Building a REST API with Python and Flask
Learn how to build a REST API with Python and Flask from scratch. This guide covers routes, JSON responses, HTTP methods, and testing your API with practical examples.
Building a REST API with Python is one of the most useful skills a backend developer can have. APIs power everything from mobile apps to third-party integrations. Flask makes it surprisingly straightforward to build one. Let’s go from zero to a working API.

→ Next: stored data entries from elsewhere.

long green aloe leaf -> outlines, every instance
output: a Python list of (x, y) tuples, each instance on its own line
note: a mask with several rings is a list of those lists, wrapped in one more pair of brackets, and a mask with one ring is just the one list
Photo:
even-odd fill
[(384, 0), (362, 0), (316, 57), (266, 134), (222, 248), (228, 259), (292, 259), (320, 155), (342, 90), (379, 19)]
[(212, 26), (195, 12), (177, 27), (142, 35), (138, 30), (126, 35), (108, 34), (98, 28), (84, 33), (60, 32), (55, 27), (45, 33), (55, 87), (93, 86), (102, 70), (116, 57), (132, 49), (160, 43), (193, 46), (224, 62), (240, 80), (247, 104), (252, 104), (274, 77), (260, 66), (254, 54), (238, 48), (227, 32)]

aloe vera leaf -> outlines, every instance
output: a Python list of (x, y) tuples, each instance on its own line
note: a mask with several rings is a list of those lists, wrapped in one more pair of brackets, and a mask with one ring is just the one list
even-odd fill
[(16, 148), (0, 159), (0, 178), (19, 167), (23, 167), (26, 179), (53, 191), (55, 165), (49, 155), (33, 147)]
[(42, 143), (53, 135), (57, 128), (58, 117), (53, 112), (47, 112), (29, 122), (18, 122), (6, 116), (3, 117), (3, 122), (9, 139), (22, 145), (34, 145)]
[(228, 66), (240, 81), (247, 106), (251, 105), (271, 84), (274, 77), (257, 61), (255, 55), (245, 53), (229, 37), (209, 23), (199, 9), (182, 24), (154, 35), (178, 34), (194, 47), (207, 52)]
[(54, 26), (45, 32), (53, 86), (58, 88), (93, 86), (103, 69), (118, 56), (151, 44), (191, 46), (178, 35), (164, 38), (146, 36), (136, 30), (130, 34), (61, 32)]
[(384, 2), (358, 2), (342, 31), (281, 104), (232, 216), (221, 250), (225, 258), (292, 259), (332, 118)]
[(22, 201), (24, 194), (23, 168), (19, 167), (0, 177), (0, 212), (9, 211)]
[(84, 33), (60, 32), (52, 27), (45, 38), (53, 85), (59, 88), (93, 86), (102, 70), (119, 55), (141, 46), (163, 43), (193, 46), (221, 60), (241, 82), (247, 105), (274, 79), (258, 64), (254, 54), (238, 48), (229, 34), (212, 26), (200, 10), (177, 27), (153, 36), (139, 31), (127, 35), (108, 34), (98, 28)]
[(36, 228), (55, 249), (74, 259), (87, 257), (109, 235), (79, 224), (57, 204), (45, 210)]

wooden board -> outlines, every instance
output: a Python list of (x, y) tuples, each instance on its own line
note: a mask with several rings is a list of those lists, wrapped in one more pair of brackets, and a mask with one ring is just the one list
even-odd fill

What Makes an API “RESTful”?
REST (Representational State Transfer) is a set of conventions for how web services communicate. A RESTful API uses HTTP methods to perform operations on resources:
- GET — read data
- POST — create data
- PUT/PATCH — update data
- DELETE — remove data
Each resource has its own URL (called an endpoint), like /users or /products/42.
Setting Up Your Flask API
Install Flask and create app.py:
from flask import Flask, jsonify, request
app = Flask(__name__)
# In-memory "database" for this example
books = [
{"id": 1, "title": "Python Crash Course", "author": "Eric Matthes"},
{"id": 2, "title": "Fluent Python", "author": "Luciano Ramalho"},
]
@app.route("/books", methods=["GET"])
def get_books():
return jsonify(books)
@app.route("/books/<int:book_id>", methods=["GET"])
def get_book(book_id):
book = next((b for b in books if b["id"] == book_id), None)
if book is None:
return jsonify({"error": "Book not found"}), 404
return jsonify(book)
@app.route("/books", methods=["POST"])
def create_book():
data = request.get_json()
new_book = {"id": len(books) + 1, "title": data["title"], "author": data["author"]}
books.append(new_book)
return jsonify(new_book), 201
if __name__ == "__main__":
app.run(debug=True)
jsonify() converts Python dictionaries to JSON responses. The 201 status code means “created” — returning the right status codes is part of good REST API design.
Testing Your REST API
You don’t need a frontend to test your API. Use curl in the terminal:
# Get all books
curl http://localhost:5000/books
# Create a new book
curl -X POST http://localhost:5000/books \
-H "Content-Type: application/json" \
-d '{"title": "Clean Code", "author": "Robert Martin"}'
Or install Postman for a graphical interface — it’s free and much easier for exploring APIs visually.
Conclusion
You now have a working REST API with Python and Flask — GET and POST endpoints, JSON responses, and proper status codes. From here, connect it to a real database like PostgreSQL, add authentication, and deploy it. Every web and mobile app you use relies on an API like this one.